Charlie Smarts: We Had A Good Thing Going
M.E.C.C.A. Records, Jan. 20
Though it’s probably best known for unleashing Rapsody on the world, Raleigh’s Kooley High, through lineup changes and cross-country moves, has been a consistent fixture in North Carolina hip-hop for more than a decade. It’s built its rep on clever wordplay, immersive production, and the vocal interplay of emcees Tab-One and Charlie Smarts. Tab slings verbal acrobatics and head-spinning rhyme schemes; Charlie brings finesse and emotion.
But with so much of Kooley High’s acclaim coming from the group dynamics, it’s easy for individual strengths to get lost in the mix. That’s why Charlie Smarts’ debut full-length record, We Had a Good Thing Going, is a strong statement. It’s a self-aware release that posits Smarts as a vulnerable yet confident artist who’s ready to forge new paths.
On album opener “My Love,” Smarts sets the tone by parading his love for Kooley High and Inflowential while projecting greater heights to come. “Shit changed, it don’t matter to me,” he nonchalantly spits atop a sparse beat, and turbulent change is a motif that plays out across the album.
We Had a Good Thing Going is an aural representation of an artist at an intersection. On “Middle of the Road,” Smarts weighs his need for constant improvement with feelings of inertia in life. “Penthouse” takes a longer view on coming “a long way from mama’s basement” to his aspiration of “living in the sky.”
But “Penthouse,” like much of the album, is densely packed with societal as well as personal topics. Against lofty goals of luxury living, Smarts weighs concerns of consumerism and affordable housing, struggles with student loans, and hereditary alcoholism.
While the transparency draws you in, Smarts’ flow alone is enough to show how hungry he is. He brilliantly weaves extensive internal rhymes to create sonic tension, making his earworm hooks stand out even more.

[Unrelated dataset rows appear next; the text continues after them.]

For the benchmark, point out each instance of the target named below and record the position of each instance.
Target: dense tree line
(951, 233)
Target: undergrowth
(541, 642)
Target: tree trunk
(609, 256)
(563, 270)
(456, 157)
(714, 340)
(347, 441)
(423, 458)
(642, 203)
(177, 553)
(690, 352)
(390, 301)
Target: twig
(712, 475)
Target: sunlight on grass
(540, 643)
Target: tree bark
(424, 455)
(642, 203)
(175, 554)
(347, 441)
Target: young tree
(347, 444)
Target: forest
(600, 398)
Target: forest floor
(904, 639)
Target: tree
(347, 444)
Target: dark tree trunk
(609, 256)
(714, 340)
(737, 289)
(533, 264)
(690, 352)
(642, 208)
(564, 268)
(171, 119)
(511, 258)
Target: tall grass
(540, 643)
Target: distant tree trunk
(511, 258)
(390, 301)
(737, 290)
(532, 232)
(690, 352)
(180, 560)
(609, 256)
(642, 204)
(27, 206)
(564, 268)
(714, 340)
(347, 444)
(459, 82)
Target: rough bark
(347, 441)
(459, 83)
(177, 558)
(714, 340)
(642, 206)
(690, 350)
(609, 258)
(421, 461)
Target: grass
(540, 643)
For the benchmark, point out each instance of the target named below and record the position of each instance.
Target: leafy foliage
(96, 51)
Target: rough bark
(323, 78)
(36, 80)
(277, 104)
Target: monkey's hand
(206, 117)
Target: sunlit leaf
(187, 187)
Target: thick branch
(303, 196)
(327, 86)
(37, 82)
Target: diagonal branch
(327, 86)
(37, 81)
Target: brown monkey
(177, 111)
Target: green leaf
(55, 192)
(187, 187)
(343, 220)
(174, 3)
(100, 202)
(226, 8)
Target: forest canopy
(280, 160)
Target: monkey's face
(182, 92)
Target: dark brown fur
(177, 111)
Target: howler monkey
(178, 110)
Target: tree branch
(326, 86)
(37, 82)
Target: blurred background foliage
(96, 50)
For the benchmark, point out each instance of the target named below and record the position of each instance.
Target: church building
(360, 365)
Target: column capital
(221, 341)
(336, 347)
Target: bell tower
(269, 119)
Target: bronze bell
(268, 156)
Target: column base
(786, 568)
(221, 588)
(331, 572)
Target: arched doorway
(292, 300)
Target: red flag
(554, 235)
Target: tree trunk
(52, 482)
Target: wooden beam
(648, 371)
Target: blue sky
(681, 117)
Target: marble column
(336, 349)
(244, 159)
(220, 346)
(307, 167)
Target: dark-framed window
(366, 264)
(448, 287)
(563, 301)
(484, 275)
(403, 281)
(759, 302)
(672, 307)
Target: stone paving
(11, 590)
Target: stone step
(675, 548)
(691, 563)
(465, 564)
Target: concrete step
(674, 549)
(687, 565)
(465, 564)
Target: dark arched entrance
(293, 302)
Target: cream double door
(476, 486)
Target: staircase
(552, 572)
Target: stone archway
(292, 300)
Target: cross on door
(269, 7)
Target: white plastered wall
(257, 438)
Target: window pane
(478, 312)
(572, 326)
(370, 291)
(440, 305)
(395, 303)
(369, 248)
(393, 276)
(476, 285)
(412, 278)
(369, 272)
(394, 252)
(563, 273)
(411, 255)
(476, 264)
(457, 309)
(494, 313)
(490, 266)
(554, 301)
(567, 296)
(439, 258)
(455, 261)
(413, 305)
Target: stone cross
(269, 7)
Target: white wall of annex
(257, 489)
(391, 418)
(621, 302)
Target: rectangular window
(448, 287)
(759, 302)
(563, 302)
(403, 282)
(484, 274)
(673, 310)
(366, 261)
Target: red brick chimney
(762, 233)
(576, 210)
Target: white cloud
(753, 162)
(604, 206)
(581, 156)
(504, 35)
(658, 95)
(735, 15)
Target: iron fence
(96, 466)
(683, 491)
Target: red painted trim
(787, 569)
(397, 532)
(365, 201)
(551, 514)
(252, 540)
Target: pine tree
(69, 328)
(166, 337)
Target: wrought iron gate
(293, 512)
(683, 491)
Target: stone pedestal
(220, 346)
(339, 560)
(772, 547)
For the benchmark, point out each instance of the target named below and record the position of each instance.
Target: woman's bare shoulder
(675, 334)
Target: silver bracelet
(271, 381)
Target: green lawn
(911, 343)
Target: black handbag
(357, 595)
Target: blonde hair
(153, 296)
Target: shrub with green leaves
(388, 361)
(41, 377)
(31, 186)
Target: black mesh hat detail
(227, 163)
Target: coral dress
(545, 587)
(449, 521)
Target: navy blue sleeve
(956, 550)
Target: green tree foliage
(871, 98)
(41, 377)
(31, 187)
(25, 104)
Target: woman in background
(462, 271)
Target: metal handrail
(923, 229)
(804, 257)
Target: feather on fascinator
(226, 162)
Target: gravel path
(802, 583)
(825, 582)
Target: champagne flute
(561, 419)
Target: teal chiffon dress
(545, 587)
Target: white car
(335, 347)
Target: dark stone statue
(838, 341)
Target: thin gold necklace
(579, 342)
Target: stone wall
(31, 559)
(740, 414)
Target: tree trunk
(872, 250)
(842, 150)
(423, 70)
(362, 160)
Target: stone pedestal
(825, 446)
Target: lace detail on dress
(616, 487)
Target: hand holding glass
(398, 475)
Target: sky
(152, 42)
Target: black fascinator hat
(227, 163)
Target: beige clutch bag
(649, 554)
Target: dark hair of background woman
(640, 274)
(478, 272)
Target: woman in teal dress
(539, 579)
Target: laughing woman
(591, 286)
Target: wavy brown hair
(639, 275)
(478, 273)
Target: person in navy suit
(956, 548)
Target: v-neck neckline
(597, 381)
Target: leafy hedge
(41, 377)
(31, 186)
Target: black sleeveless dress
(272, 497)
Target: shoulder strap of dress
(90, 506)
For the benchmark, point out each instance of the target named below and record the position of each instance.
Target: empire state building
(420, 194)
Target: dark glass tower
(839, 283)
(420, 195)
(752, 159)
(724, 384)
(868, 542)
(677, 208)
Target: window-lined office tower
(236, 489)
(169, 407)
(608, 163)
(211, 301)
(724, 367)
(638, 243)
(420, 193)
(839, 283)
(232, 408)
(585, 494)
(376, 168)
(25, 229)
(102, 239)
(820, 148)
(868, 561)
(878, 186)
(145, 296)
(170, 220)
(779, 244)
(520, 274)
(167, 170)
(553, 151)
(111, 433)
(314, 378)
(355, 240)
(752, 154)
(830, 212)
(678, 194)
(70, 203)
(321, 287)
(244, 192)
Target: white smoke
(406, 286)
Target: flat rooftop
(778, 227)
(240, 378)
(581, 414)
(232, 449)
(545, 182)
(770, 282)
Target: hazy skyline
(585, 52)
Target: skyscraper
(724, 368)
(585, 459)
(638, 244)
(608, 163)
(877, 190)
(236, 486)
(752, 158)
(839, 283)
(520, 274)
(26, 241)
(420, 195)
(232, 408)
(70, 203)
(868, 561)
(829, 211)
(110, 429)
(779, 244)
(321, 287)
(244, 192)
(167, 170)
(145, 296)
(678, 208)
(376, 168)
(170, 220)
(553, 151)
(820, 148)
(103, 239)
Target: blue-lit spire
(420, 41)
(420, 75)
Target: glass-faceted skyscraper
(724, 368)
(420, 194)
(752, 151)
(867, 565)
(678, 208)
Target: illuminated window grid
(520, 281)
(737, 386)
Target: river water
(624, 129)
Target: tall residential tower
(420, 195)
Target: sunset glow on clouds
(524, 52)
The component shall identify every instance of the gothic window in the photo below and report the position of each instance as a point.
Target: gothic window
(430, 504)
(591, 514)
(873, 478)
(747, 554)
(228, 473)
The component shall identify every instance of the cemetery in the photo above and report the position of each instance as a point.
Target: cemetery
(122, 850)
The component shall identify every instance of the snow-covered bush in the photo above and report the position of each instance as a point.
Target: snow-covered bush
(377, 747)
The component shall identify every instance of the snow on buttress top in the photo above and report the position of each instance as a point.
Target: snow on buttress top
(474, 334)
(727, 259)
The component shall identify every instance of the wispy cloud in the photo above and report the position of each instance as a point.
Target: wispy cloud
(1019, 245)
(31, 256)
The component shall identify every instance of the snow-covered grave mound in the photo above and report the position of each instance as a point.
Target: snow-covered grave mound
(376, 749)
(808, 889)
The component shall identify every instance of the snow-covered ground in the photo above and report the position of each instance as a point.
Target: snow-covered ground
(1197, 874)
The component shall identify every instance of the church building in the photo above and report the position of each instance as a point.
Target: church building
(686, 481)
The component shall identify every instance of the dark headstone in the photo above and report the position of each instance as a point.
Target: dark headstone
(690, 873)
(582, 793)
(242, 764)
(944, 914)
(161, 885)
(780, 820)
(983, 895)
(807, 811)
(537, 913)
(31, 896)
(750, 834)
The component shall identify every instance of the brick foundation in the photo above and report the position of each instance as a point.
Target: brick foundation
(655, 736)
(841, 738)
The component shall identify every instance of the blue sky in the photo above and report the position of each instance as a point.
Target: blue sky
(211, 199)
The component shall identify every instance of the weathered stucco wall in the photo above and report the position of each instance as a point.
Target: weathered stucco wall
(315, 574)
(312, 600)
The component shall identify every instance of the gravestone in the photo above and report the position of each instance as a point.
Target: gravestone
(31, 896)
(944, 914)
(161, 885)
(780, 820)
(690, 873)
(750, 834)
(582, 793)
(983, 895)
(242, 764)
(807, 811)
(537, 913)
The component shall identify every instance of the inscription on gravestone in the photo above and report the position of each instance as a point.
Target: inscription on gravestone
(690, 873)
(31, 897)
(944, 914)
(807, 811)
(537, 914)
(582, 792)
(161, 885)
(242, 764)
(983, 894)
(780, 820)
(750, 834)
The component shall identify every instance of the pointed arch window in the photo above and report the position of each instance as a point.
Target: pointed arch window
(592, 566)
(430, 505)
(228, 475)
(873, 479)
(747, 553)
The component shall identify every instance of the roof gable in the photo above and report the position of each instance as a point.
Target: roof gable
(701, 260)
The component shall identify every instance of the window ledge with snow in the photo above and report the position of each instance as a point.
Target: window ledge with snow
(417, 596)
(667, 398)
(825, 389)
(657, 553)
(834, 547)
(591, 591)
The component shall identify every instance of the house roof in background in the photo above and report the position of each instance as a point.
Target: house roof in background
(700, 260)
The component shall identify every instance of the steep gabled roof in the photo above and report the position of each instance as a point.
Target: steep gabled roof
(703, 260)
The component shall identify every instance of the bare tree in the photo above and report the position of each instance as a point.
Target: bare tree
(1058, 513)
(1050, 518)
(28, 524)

On lead single “Butter on My Biscuit,” he latches onto a rhyme scheme that spills across verses, using clever line breaks and near-rhymes to string it along.
We Had a Good Thing Going has all of the strengths you’d expect from Smarts’ work in groups: clever punch-lines, Southern swagger, and pop-culture references between memorable choruses. But his ability to pull back that playful curtain and let us peek into his desires and anxieties is what makes this such a rewarding solo effort.